In acute inflammatory process, contrast dacryocystography is strictly contraindicated. Differential diagnosis is carried out with a hemangioma. Unlike phlegmon, with a vascular tumor, the body temperature does not rise, there are no general and local signs of inflammation, MSCT reveals vascular malformation, and not purulent contents.
Treatment of acute purulent peridacryocystitis requires a comprehensive approach. Conservative therapy is reduced to the appointment of broad-spectrum antibacterial drugs. The route of administration is intramuscular in combination with instillations into the conjunctival cavity. Nonsteroidal anti-inflammatory drugs are indicated with a short course (5-7 days). With a complicated course of pathology, local forms of glucocorticosteroids are included in the complex of therapeutic measures. Physiotherapeutic treatment is based on the regional application of dry heat and the appointment of UHF to the affected area.
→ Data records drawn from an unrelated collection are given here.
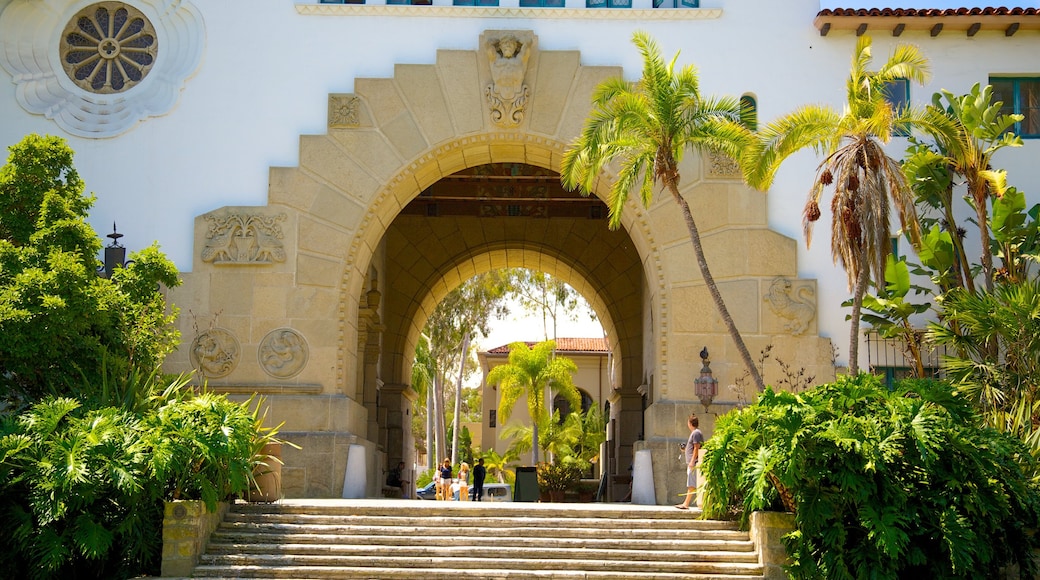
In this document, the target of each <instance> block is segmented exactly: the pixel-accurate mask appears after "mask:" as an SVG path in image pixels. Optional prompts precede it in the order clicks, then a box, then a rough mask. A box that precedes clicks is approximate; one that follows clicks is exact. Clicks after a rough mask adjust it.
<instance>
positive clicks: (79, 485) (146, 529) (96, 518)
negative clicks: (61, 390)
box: [0, 378, 276, 578]
mask: <svg viewBox="0 0 1040 580" xmlns="http://www.w3.org/2000/svg"><path fill="white" fill-rule="evenodd" d="M150 390H151V388H148V387H146V388H145V389H144V391H146V392H147V391H150ZM251 402H256V401H251ZM152 403H153V406H152V407H151V408H148V410H146V411H144V412H142V413H140V414H136V413H133V412H131V411H128V410H125V408H122V407H116V406H109V407H103V408H97V410H92V408H88V407H85V406H83V405H82V404H81V403H80V402H79V401H77V400H75V399H69V398H51V399H46V400H44V401H42V402H38V403H36V404H35V405H33V406H32V407H30V408H29V410H27V411H26V412H24V413H23V414H21V415H19V416H17V417H14V416H6V417H3V418H0V527H2V529H4V530H8V531H9V532H10V533H9V535H10V537H11V541H12V542H11V544H10V545H9V546H7V547H5V548H6V549H5V550H2V551H0V569H2V570H3V571H4V574H5V576H7V577H17V576H28V577H32V578H70V577H77V578H127V577H131V576H136V575H140V574H157V573H158V566H159V556H160V554H161V546H162V504H163V501H164V500H171V499H201V500H205V502H206V504H207V506H208V507H209V509H210V510H214V509H215V508H216V502H218V501H222V500H226V499H229V498H231V497H233V496H235V495H238V494H243V493H244V492H246V490H249V486H250V485H251V484H252V483H253V479H252V473H253V469H254V468H255V467H256V466H257V465H258V464H259V463H262V462H264V460H267V458H266V457H264V456H261V455H258V454H257V453H256V448H257V446H258V445H259V443H261V442H268V441H271V440H272V438H274V432H276V429H271V428H266V427H263V425H262V419H261V418H260V417H258V415H257V412H256V411H251V410H250V403H236V402H233V401H229V400H228V399H227V398H226V397H225V396H223V395H220V396H217V395H212V394H205V393H204V394H202V395H194V394H193V393H192V392H191V391H190V390H189V389H185V388H184V379H183V378H182V379H179V380H177V381H175V383H174V384H172V385H171V386H170V387H168V388H167V389H166V390H165V391H164V392H163V393H161V394H159V395H156V396H154V397H153V398H152ZM257 406H259V405H257Z"/></svg>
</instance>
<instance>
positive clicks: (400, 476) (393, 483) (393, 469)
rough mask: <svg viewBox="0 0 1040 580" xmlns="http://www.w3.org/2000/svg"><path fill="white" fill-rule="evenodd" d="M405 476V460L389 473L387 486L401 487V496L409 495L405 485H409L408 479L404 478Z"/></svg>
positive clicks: (393, 486)
mask: <svg viewBox="0 0 1040 580" xmlns="http://www.w3.org/2000/svg"><path fill="white" fill-rule="evenodd" d="M404 477H405V462H400V463H399V464H397V467H395V468H394V469H391V470H390V471H389V472H388V473H387V486H388V487H399V489H400V497H402V498H404V497H408V496H406V495H405V487H406V486H407V485H408V481H407V480H405V479H402V478H404Z"/></svg>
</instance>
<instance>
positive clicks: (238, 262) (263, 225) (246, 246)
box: [201, 213, 286, 265]
mask: <svg viewBox="0 0 1040 580" xmlns="http://www.w3.org/2000/svg"><path fill="white" fill-rule="evenodd" d="M206 220H207V221H209V231H208V232H206V246H205V247H203V248H202V254H201V257H202V260H203V262H212V263H213V264H249V265H256V264H271V263H275V262H284V261H285V257H286V252H285V246H284V244H283V243H282V238H284V237H285V234H283V233H282V227H281V226H279V222H280V221H284V220H285V214H284V213H279V214H277V215H264V214H262V213H254V214H245V213H228V214H226V215H224V216H215V215H207V216H206Z"/></svg>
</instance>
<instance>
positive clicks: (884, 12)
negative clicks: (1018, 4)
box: [816, 6, 1038, 18]
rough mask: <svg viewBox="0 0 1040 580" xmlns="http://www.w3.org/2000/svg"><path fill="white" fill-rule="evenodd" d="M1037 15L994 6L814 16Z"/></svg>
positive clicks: (922, 17)
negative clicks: (981, 7)
mask: <svg viewBox="0 0 1040 580" xmlns="http://www.w3.org/2000/svg"><path fill="white" fill-rule="evenodd" d="M1037 14H1038V12H1037V8H1021V7H1014V8H1008V7H1004V6H994V7H986V8H826V9H823V10H820V12H818V14H817V15H816V16H844V17H864V16H872V17H920V18H936V17H947V16H1035V15H1037Z"/></svg>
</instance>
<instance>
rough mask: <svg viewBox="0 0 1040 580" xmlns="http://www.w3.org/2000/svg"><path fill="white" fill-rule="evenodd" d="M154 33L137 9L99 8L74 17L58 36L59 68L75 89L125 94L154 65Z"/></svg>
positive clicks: (147, 21) (156, 53) (109, 6)
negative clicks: (60, 63) (59, 62)
mask: <svg viewBox="0 0 1040 580" xmlns="http://www.w3.org/2000/svg"><path fill="white" fill-rule="evenodd" d="M158 51H159V42H158V38H157V37H156V35H155V27H153V26H152V23H151V22H149V20H148V17H146V16H145V15H144V14H141V11H140V10H138V9H137V8H135V7H133V6H131V5H129V4H124V3H123V2H99V3H97V4H90V5H89V6H86V7H84V8H83V9H81V10H80V11H79V12H77V14H76V15H75V16H74V17H72V19H71V20H70V21H69V24H67V25H66V28H64V31H62V32H61V48H60V49H59V54H60V56H61V67H62V69H64V72H66V75H68V76H69V78H70V79H71V80H72V82H74V83H76V86H79V87H80V88H82V89H84V90H87V91H89V93H97V94H100V95H109V94H113V93H123V91H125V90H129V89H130V88H131V87H133V86H136V85H137V84H138V83H139V82H141V81H142V80H144V79H145V77H146V76H148V73H149V72H150V71H151V70H152V65H153V64H155V56H156V54H158Z"/></svg>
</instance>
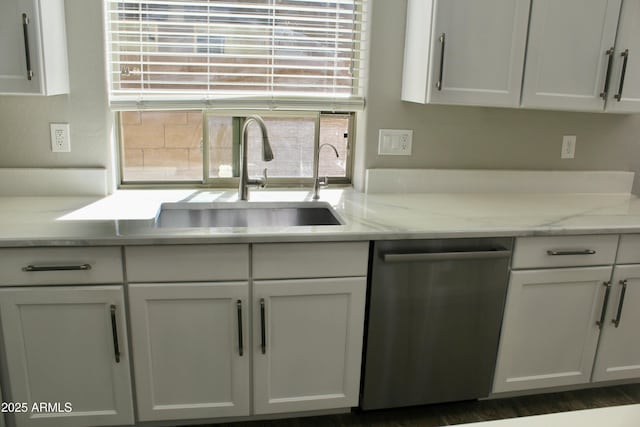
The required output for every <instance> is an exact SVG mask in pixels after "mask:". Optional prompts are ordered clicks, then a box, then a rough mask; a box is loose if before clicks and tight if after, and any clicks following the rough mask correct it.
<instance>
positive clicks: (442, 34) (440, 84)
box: [436, 33, 446, 90]
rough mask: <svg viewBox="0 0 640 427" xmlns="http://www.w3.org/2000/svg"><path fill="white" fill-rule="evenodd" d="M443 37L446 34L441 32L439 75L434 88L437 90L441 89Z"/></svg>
mask: <svg viewBox="0 0 640 427" xmlns="http://www.w3.org/2000/svg"><path fill="white" fill-rule="evenodd" d="M445 39H446V34H445V33H442V34H441V35H440V38H439V39H438V40H439V41H440V75H439V76H438V81H437V82H436V88H437V89H438V90H442V74H443V72H444V48H445Z"/></svg>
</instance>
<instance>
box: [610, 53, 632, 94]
mask: <svg viewBox="0 0 640 427" xmlns="http://www.w3.org/2000/svg"><path fill="white" fill-rule="evenodd" d="M620 56H622V57H623V58H624V59H623V60H622V72H621V73H620V86H619V87H618V93H616V94H615V95H613V97H614V98H615V99H616V100H617V101H618V102H620V100H621V99H622V89H624V76H625V75H626V74H627V62H629V49H625V50H624V52H622V53H621V54H620Z"/></svg>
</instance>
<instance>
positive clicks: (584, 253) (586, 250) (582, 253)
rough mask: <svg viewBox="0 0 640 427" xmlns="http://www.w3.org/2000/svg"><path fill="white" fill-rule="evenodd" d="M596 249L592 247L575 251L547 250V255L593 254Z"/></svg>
mask: <svg viewBox="0 0 640 427" xmlns="http://www.w3.org/2000/svg"><path fill="white" fill-rule="evenodd" d="M595 254H596V251H594V250H593V249H582V250H577V251H556V250H548V251H547V255H549V256H563V255H595Z"/></svg>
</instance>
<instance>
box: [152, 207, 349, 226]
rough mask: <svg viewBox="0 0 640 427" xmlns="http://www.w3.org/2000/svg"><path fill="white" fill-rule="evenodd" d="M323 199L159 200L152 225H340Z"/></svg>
mask: <svg viewBox="0 0 640 427" xmlns="http://www.w3.org/2000/svg"><path fill="white" fill-rule="evenodd" d="M342 223H343V222H342V221H341V220H340V218H339V217H338V215H337V214H336V213H335V211H334V210H333V208H332V207H331V205H329V204H328V203H325V202H241V201H240V202H232V203H224V202H223V203H189V202H177V203H163V204H162V205H161V206H160V210H159V211H158V215H157V216H156V222H155V225H156V227H161V228H165V227H181V228H184V227H191V228H193V227H296V226H305V225H307V226H312V225H341V224H342Z"/></svg>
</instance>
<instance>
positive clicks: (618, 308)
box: [611, 280, 627, 328]
mask: <svg viewBox="0 0 640 427" xmlns="http://www.w3.org/2000/svg"><path fill="white" fill-rule="evenodd" d="M620 284H621V285H622V290H621V291H620V302H619V303H618V312H617V313H616V318H615V319H613V320H612V321H611V322H612V323H613V324H614V325H615V326H616V328H617V327H618V326H620V318H621V317H622V304H624V296H625V294H626V293H627V281H626V280H621V281H620Z"/></svg>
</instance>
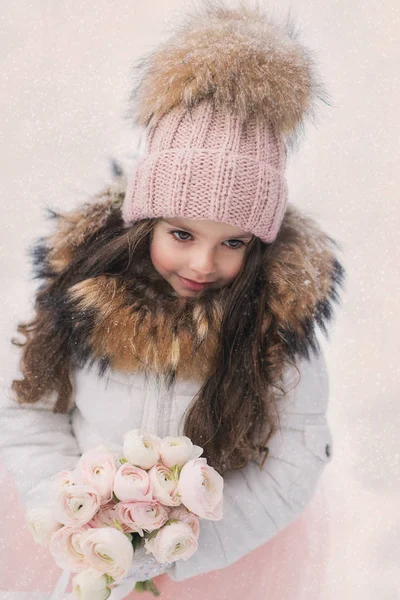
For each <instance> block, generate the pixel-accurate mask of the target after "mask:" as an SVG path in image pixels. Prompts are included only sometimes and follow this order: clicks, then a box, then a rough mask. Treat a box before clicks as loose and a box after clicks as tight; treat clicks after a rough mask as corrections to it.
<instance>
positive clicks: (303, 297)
mask: <svg viewBox="0 0 400 600" xmlns="http://www.w3.org/2000/svg"><path fill="white" fill-rule="evenodd" d="M125 186H126V182H125V180H124V178H121V177H118V178H117V179H116V180H115V181H114V182H113V184H112V185H111V186H109V187H107V188H106V189H105V190H104V191H103V192H102V193H101V194H99V195H98V196H97V197H96V198H94V199H93V200H92V201H91V202H89V203H86V204H84V205H83V206H82V207H81V208H79V209H77V210H76V211H73V212H70V213H67V214H59V213H54V215H53V216H54V218H55V220H56V230H55V232H54V233H53V234H52V235H51V236H49V237H48V238H46V239H44V240H41V242H40V243H39V245H38V246H37V248H36V249H35V250H34V251H33V256H34V263H35V268H36V272H37V276H40V277H42V278H44V279H45V280H47V281H48V280H51V279H53V278H55V277H59V276H62V273H63V270H64V269H65V268H66V267H67V266H68V264H69V263H70V261H71V260H72V259H73V258H76V257H77V256H79V253H81V252H85V247H86V246H87V244H88V241H89V240H90V239H92V238H93V236H96V235H98V233H99V232H100V231H102V232H103V233H104V231H106V232H108V231H109V232H110V235H112V234H113V233H112V232H113V228H114V226H116V225H118V226H120V225H121V224H122V217H121V210H120V209H121V205H122V201H123V197H124V190H125ZM338 248H339V246H338V245H337V244H336V242H335V241H334V240H332V238H330V237H329V236H328V235H326V234H325V233H324V232H322V231H321V229H320V228H319V226H318V225H317V224H316V223H315V222H314V221H313V220H312V219H310V218H308V217H305V216H304V215H302V214H301V213H300V211H299V210H298V209H296V208H294V207H293V206H291V205H289V207H288V209H287V212H286V215H285V217H284V221H283V224H282V227H281V230H280V232H279V234H278V237H277V238H276V240H275V242H274V243H273V244H272V245H271V247H270V248H269V252H267V253H266V257H267V258H266V263H265V274H266V275H265V277H266V282H267V287H268V294H269V296H268V307H269V314H268V315H266V318H270V317H271V315H272V317H273V318H274V320H275V322H276V327H275V329H274V331H275V333H274V334H272V335H271V336H270V338H269V339H268V346H269V348H270V349H271V350H272V354H273V355H274V356H275V357H276V356H278V357H282V358H283V359H284V357H290V358H292V359H295V358H296V357H299V356H302V357H306V358H308V359H309V358H310V353H311V352H313V353H318V351H319V347H318V342H317V338H316V328H317V327H318V326H319V327H320V328H321V330H322V331H323V333H324V334H325V335H327V325H328V323H329V322H330V321H331V320H332V317H333V306H334V304H335V303H339V287H341V286H343V282H344V278H345V271H344V268H343V266H342V264H341V263H340V262H339V260H338V258H337V256H336V254H335V250H336V249H338ZM146 260H147V263H148V264H146V265H144V264H143V262H142V263H141V264H140V265H139V266H138V267H137V269H138V270H137V273H136V272H135V273H134V274H132V273H131V274H130V275H131V280H130V281H129V280H127V279H124V278H123V277H121V276H115V275H101V276H98V277H93V278H91V279H86V280H84V281H81V282H79V283H77V284H75V285H73V286H72V287H70V288H69V289H67V290H66V291H65V292H63V293H62V294H59V295H58V296H56V297H55V296H49V295H44V296H43V298H42V299H41V302H42V303H43V305H44V307H45V308H46V309H47V310H50V311H51V313H52V314H53V318H54V320H55V323H56V330H57V331H59V333H60V335H62V336H65V338H67V339H68V344H69V350H70V353H71V360H72V362H73V363H74V364H76V365H78V366H83V365H85V364H86V363H89V364H92V363H94V362H97V363H98V366H99V370H100V374H101V373H104V372H105V370H106V369H107V368H108V367H111V368H114V369H117V370H121V371H126V372H133V371H136V370H141V371H145V372H153V373H157V374H160V375H163V376H164V377H166V378H167V379H169V380H170V381H172V380H173V379H174V378H175V377H181V378H188V379H195V380H203V379H204V378H205V377H206V376H207V375H208V374H209V373H210V369H212V360H213V356H214V353H215V349H216V347H217V341H218V334H219V330H220V325H221V321H222V315H223V309H224V304H223V302H224V300H223V297H224V295H223V294H221V293H220V291H219V290H208V292H209V293H208V294H207V295H205V296H203V297H202V298H197V299H190V301H188V302H185V303H182V301H181V299H179V298H177V297H176V296H175V295H174V294H173V293H172V288H171V287H170V285H169V284H168V283H167V282H166V281H165V280H164V279H163V278H162V277H161V276H160V275H159V274H158V273H157V272H156V271H155V269H154V267H153V266H152V264H151V261H150V259H146ZM143 266H145V267H146V268H143ZM133 275H134V281H133V282H132V276H133ZM279 360H281V358H279Z"/></svg>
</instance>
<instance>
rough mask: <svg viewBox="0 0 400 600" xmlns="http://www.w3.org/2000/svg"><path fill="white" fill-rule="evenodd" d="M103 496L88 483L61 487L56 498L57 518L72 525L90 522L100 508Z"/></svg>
mask: <svg viewBox="0 0 400 600" xmlns="http://www.w3.org/2000/svg"><path fill="white" fill-rule="evenodd" d="M100 501H101V496H100V494H99V492H98V491H97V490H95V489H94V488H92V487H90V486H88V485H71V486H66V487H64V488H62V489H61V491H60V492H59V493H58V495H57V496H56V498H55V502H54V506H53V511H54V516H55V518H56V519H57V520H58V521H60V523H64V525H70V526H71V527H80V526H81V525H84V524H85V523H88V521H90V519H92V517H94V515H95V514H96V512H97V511H98V510H99V508H100Z"/></svg>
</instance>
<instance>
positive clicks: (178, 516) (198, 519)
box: [169, 504, 200, 539]
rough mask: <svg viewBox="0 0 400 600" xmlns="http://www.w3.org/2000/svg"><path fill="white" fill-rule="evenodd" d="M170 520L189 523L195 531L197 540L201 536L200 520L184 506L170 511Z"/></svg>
mask: <svg viewBox="0 0 400 600" xmlns="http://www.w3.org/2000/svg"><path fill="white" fill-rule="evenodd" d="M169 519H178V521H183V523H188V524H189V525H190V527H191V528H192V530H193V533H194V535H195V536H196V539H198V537H199V535H200V519H199V517H198V516H197V515H195V514H194V513H192V512H190V511H189V510H188V509H187V508H186V507H185V506H184V505H183V504H181V505H180V506H174V507H173V508H171V509H170V511H169Z"/></svg>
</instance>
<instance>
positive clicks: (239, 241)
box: [228, 240, 246, 250]
mask: <svg viewBox="0 0 400 600" xmlns="http://www.w3.org/2000/svg"><path fill="white" fill-rule="evenodd" d="M228 242H229V243H230V242H233V243H234V244H236V246H229V248H232V250H238V249H239V248H243V247H244V246H246V244H245V243H244V242H242V241H241V240H228Z"/></svg>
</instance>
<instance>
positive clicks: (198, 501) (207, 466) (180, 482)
mask: <svg viewBox="0 0 400 600" xmlns="http://www.w3.org/2000/svg"><path fill="white" fill-rule="evenodd" d="M223 487H224V480H223V478H222V477H221V475H220V474H219V473H218V472H217V471H216V470H215V469H214V468H213V467H210V466H209V465H207V460H206V459H205V458H196V459H194V460H190V461H189V462H187V463H186V465H184V466H183V468H182V471H181V473H180V476H179V482H178V492H179V494H180V497H181V502H182V504H184V505H185V506H186V508H188V509H189V510H190V511H191V512H192V513H194V514H195V515H197V516H199V517H201V518H203V519H208V520H210V521H220V520H221V519H222V505H223Z"/></svg>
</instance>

With an already formed fluctuating phlegmon, its percutaneous opening and drainage is shown. The phlegmon cavity is washed with antibacterial agents and antiseptic solutions. Daily dressings are carried out with a hypertonic sodium chloride solution. After the acute process is stopped, endonasal dacryocystorinostomy is performed to restore the physiological pathway of the outflow of tears. With post-traumatic retraction of the medial corner of the eye and damage to the tubules, multi-stage reconstructive surgical interventions are performed. In the absence of the effect of the prescribed treatment and frequent relapses of the disease, extirpation of the lacrimal sac is carried out.
Prognosis and prevention
Prevention of the development of phlegmon is reduced to early diagnosis and timely treatment of dacryocystitis. During the newborn period, it is recommended to use only drops for instillation into the conjunctival cavity, do not use ointments and gels. With symptoms of lacrimal obstruction, children in the neonatal period are shown a descending massage of the lacrimal sac. In adults, rinsing and probing of the nasolacrimal duct is carried out for preventive purposes. The prognosis for life and working capacity is favorable. In 96.9% of cases, the outcome of the disease is a complete recovery.